LIPI: Label teroris KKB perbesar risiko disintegrasi

Semestinya pemerintah mengambil sikap proporsional, terukur, serta menjunjung keselamatan, dan HAM.

Satgas Operasi Tinombala saat patroli bersenjata di Posko Sektor II Tokorondo, Kabupaten Poso, Sulteng, Selasa (16/8/2016)/Foto Antara/Muhammad Adimaja.

Penyematan status teroris kepada kelompok kriminal bersenjata (KKB) bakal memperburuk dampak psikologis, stigmatisasi, dan diskriminasi terhadap orang Papua. Demikian disampaikan, Koordinator Klaster Kajian Konflik Pertahanan, dan Keamanan Pusat Penelitian Politik (P2P) Lembaga Ilmu Pengetahuan Indonesia (LIPI), Muhammad Haripin.

Pelabelan teroris terhadap KKB pasca penembakan Kepala Badan Intelijen Negara Daerah (Binda) Papua, Mayjen Anumerta I Gusti Danny Karya Nugraha, diiringi dengan serangan balas dendam TNI-Polri di Kabupaten Puncak, Papua.

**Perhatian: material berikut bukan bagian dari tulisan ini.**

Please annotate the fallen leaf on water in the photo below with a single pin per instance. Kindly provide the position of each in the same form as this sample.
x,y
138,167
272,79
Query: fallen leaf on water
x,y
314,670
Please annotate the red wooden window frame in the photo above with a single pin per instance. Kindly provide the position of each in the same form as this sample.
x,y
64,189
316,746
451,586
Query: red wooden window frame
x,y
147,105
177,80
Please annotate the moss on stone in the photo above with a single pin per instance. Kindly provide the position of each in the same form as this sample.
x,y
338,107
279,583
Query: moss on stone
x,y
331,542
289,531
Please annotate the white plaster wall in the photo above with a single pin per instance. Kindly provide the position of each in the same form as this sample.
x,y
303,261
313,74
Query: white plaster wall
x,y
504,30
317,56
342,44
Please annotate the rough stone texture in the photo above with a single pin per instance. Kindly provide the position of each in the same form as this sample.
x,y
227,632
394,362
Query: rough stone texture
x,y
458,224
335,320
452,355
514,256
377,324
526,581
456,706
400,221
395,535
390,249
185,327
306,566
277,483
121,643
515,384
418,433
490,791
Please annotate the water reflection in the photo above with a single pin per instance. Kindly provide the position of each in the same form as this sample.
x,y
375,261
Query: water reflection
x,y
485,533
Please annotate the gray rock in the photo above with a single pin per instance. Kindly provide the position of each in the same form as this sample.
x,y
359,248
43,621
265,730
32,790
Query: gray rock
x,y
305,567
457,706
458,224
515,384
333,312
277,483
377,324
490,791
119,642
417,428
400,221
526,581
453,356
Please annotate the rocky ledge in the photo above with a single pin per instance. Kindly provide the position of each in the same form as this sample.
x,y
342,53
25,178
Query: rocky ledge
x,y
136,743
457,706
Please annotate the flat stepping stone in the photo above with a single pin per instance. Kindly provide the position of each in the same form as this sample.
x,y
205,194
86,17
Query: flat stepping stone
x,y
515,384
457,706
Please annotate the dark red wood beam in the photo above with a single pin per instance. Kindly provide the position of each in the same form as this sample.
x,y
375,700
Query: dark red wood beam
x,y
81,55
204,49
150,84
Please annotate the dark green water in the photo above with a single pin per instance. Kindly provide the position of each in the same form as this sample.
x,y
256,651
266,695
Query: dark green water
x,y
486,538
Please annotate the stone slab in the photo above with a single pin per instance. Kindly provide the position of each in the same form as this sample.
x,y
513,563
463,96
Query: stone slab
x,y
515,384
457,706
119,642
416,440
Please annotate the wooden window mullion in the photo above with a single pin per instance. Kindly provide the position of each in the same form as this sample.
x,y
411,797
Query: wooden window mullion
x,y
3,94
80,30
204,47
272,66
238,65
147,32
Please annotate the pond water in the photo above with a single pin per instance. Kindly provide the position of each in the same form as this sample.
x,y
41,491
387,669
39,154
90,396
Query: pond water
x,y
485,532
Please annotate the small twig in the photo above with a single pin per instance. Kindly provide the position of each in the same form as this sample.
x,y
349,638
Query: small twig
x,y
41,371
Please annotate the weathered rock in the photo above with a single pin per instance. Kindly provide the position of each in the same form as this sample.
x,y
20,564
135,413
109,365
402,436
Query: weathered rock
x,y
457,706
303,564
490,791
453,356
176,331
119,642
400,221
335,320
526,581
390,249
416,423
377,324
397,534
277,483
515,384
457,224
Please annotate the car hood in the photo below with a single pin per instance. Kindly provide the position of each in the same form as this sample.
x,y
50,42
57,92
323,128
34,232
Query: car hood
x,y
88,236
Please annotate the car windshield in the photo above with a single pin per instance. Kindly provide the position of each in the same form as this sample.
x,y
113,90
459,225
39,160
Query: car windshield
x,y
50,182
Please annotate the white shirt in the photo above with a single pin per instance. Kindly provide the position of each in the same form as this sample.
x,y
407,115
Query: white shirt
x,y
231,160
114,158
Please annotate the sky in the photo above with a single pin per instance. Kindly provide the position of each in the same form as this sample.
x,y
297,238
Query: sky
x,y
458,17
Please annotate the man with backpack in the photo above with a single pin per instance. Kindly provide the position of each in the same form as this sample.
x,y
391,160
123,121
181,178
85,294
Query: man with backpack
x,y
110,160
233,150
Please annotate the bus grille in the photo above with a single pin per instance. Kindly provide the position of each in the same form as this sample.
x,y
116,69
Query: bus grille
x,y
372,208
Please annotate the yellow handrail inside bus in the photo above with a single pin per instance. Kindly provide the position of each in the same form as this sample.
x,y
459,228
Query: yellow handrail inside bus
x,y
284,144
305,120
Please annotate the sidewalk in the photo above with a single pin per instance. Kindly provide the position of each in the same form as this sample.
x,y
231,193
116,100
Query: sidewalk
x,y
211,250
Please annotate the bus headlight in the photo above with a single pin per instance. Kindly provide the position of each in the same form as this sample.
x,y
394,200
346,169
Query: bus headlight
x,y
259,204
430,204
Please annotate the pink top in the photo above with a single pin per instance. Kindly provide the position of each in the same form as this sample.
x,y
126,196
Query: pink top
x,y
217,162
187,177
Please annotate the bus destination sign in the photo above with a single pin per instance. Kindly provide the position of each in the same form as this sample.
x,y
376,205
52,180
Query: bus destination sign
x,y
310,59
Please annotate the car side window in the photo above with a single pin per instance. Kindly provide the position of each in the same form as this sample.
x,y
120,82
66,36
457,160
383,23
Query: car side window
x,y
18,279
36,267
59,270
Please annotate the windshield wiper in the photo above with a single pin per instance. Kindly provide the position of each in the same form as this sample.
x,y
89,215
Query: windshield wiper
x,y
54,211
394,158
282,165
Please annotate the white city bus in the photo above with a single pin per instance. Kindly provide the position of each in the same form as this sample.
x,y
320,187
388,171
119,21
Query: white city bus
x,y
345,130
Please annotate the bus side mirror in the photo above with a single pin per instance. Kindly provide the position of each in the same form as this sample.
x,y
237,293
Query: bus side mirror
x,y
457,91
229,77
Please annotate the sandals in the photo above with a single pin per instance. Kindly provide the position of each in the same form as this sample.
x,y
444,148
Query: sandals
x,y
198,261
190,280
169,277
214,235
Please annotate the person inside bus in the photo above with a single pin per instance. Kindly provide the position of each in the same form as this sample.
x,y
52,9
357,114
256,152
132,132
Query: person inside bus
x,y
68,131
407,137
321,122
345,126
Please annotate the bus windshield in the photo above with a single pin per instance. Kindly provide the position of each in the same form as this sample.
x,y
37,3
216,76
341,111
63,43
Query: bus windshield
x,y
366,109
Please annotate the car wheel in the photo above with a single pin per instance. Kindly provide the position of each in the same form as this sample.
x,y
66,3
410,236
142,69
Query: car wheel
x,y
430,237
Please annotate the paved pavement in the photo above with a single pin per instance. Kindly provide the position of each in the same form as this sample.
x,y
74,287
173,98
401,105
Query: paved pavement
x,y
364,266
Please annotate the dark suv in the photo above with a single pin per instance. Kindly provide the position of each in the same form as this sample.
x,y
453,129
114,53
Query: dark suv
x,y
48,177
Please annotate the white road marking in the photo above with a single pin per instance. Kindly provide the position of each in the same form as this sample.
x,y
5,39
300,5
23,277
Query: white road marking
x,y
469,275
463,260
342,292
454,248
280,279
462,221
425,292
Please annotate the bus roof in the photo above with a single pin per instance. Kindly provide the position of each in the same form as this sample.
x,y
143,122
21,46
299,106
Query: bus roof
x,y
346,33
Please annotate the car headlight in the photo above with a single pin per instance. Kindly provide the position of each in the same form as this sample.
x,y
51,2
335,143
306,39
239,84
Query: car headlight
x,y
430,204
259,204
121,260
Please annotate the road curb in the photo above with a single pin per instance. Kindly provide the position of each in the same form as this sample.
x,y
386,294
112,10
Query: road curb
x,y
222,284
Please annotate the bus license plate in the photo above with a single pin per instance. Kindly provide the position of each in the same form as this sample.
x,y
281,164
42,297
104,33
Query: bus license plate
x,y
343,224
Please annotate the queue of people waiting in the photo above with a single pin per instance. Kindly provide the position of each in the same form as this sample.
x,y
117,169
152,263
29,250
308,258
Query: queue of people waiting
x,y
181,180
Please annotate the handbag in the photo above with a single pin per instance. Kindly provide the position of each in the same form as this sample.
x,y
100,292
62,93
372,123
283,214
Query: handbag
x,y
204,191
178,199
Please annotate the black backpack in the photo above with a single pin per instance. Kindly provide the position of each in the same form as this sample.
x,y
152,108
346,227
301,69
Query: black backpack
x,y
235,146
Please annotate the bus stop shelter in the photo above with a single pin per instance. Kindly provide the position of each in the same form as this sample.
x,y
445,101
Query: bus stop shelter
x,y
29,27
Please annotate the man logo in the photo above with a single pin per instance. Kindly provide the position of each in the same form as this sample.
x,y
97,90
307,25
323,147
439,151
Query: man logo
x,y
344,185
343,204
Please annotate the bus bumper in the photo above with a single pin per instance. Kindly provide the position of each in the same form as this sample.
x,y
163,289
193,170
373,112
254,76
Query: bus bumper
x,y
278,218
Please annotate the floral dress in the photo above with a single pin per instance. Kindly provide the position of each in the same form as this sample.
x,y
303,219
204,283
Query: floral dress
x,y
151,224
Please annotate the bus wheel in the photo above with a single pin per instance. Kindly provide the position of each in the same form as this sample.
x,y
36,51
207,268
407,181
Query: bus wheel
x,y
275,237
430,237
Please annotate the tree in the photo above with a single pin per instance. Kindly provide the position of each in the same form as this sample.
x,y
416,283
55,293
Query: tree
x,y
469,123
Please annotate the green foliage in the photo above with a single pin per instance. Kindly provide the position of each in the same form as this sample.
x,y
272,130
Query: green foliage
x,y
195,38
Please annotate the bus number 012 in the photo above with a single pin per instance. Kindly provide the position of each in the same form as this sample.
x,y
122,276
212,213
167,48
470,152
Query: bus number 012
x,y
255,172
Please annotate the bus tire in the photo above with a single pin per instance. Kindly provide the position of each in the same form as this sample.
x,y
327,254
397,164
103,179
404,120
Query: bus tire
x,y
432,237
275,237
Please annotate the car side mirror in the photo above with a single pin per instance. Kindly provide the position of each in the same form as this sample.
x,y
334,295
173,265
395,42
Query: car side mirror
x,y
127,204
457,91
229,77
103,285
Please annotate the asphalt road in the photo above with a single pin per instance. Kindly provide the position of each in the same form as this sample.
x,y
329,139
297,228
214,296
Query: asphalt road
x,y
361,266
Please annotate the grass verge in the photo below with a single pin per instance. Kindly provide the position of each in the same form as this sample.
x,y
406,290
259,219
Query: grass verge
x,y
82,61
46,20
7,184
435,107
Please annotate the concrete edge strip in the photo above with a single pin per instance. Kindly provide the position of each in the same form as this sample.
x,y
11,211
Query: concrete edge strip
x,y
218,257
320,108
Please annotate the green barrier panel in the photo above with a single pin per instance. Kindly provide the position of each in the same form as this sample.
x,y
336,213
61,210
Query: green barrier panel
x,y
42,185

Semestinya pemerintah mengambil sikap proporsional, terukur, menjunjung keselamatan, dan HAM dalam upaya pengusutan atas peristiwa tersebut. 

Sebab, pengerahan pasukan dalam menghadapi KKB yang dianggap mengganggu ketertiban umum dan mengancam kedaulatan negara harus tetap terikat dan dibatasi oleh peraturan hukum nasional maupun internasional.

"Alih-alih menyelesaikan konflik, pelabelan teroris justru berpotensi memicu eskalasi kekerasan dan menghambat proses perdamaian di Papua," ucapnya dalam diskusi virtual, Kamis (6/5).